Indikator dekatnya pertolongan Allah SWT dengan tegaknya Khilafah itu juga terlihat dari semakin lemahnya kepercayaan masyarakat dunia terhadap sistem Kapitalisme itu sendiri untuk menyelesaikan berbagai persoalan dunia.   Masyarakat Barat sendiri, apalagi masyarakat Muslim, sangat merasakan penderitaan atas penerapam sistem ini di negeri mereka. Krisis ekonomi dan gelombang demontrasi masyarakat Eropa beberapa tahun terakhir lebih dari cukup menjadi bukti bahwa masyarakat Barat sendiri sudah sangat gerah atas sistem politik dan ekonomi yang mengkooptasi mereka. Sistem ekonomi kapitalis terbukti hanya menguntungkan segelintir orang. Apalagi krisis ekonomi  merupakan   “siklus wajib” dari sistem ekonomi balon ini. Pasalnya, sistem ekonomi ini dibangun atas pondasi sistem ribawi dan mudah rapuh.

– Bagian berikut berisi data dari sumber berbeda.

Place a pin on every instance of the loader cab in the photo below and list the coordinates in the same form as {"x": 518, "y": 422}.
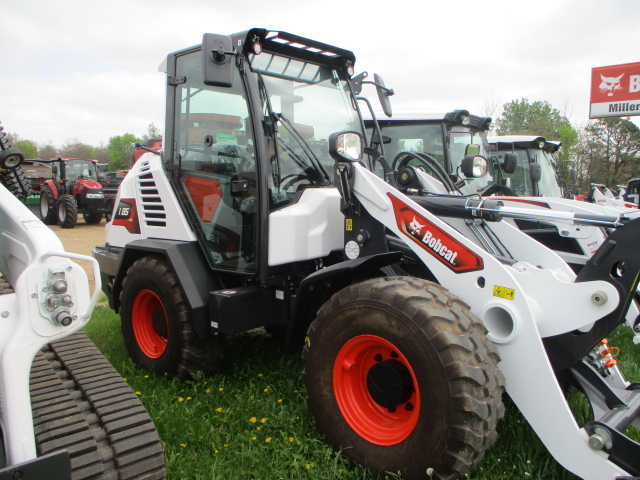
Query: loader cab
{"x": 248, "y": 124}
{"x": 536, "y": 172}
{"x": 448, "y": 138}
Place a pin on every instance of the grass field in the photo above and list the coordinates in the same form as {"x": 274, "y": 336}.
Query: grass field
{"x": 250, "y": 421}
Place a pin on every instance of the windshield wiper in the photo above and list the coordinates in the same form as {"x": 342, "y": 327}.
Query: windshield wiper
{"x": 303, "y": 143}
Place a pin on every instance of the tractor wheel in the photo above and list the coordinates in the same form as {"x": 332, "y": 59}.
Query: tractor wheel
{"x": 92, "y": 217}
{"x": 67, "y": 211}
{"x": 401, "y": 378}
{"x": 48, "y": 210}
{"x": 156, "y": 322}
{"x": 81, "y": 403}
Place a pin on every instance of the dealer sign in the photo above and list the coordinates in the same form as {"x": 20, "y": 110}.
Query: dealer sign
{"x": 615, "y": 91}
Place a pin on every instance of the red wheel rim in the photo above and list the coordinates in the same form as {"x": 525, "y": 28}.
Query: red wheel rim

Masyarakat pun semakin tidak percaya dan marah atas rezim diktator penyelenggara sistem politik ekonomi ini. Di negeri ini, fenomena “Reuni 212” beberapa waktu yang lalu adalah bukti betapa kepercayaan masyarakat terhadap sistem ini sudah berada pada titik nadir. Fakta fenomenal dalam aksi tersebut adalah, selain kita menyaksikan lautan manusia, kita juga menyaksikan lautan ar-rayah dan al-liwa. Panji dan bendera pemersatu umat Islam. Hampir semua media internasional (jika tidak dikatakan semuanya) menjadikan fenomena ini menjadi “headline” media mereka. Geliat “Reuni 212” juga menginspirasi geliat persatuan umat lain di berbagai belahan dunia.

 

Khatimah

Atas kenyataan geliat politik persatuan umat yang kian mengkristal ini, umat memerlukan motor penggerak untuk menyempurnakan proyek besar persatuan ini. Sudah lama umat tidak lagi mempercayai partai politik yang sarat dengan kepentingan pribadi dan golongan mereka. Masyarakat sudah terlalu sering untuk diberi janji manis kampanye, ditipu dan dikhianati. Sungguh umat ini memerlukan kelompok dakwah yang memiliki konsep perubahan yang jelas, mulai dari aspek pemikiran maupun metode pelaksanaan (thariqah). Insya Allah kelompok yang siap dan saat ini melakukan itu dengan serius adalah Hizbut Tahrir. Hizbut Tahrir berdiri dalam rangka menyambut seruan Allah SWT:

وَلۡتَكُن مِّنكُمۡ أُمَّةٞ يَدۡعُونَ إِلَى ٱلۡخَيۡرِ وَيَأۡمُرُونَ بِٱلۡمَعۡرُوفِ وَيَنۡهَوۡنَ عَنِ ٱلۡمُنكَرِۚ وَأُوْلَٰٓئِكَ هُمُ ٱلۡمُفۡلِحُونَ

Hendaklah ada di antara kalian segolongan umat yang menyerukan kebaikan dan melakukan amar makruf nahi mungkar. Mereka itulah orang-orang yang beruntung (QS Ali Imran [3]: 104).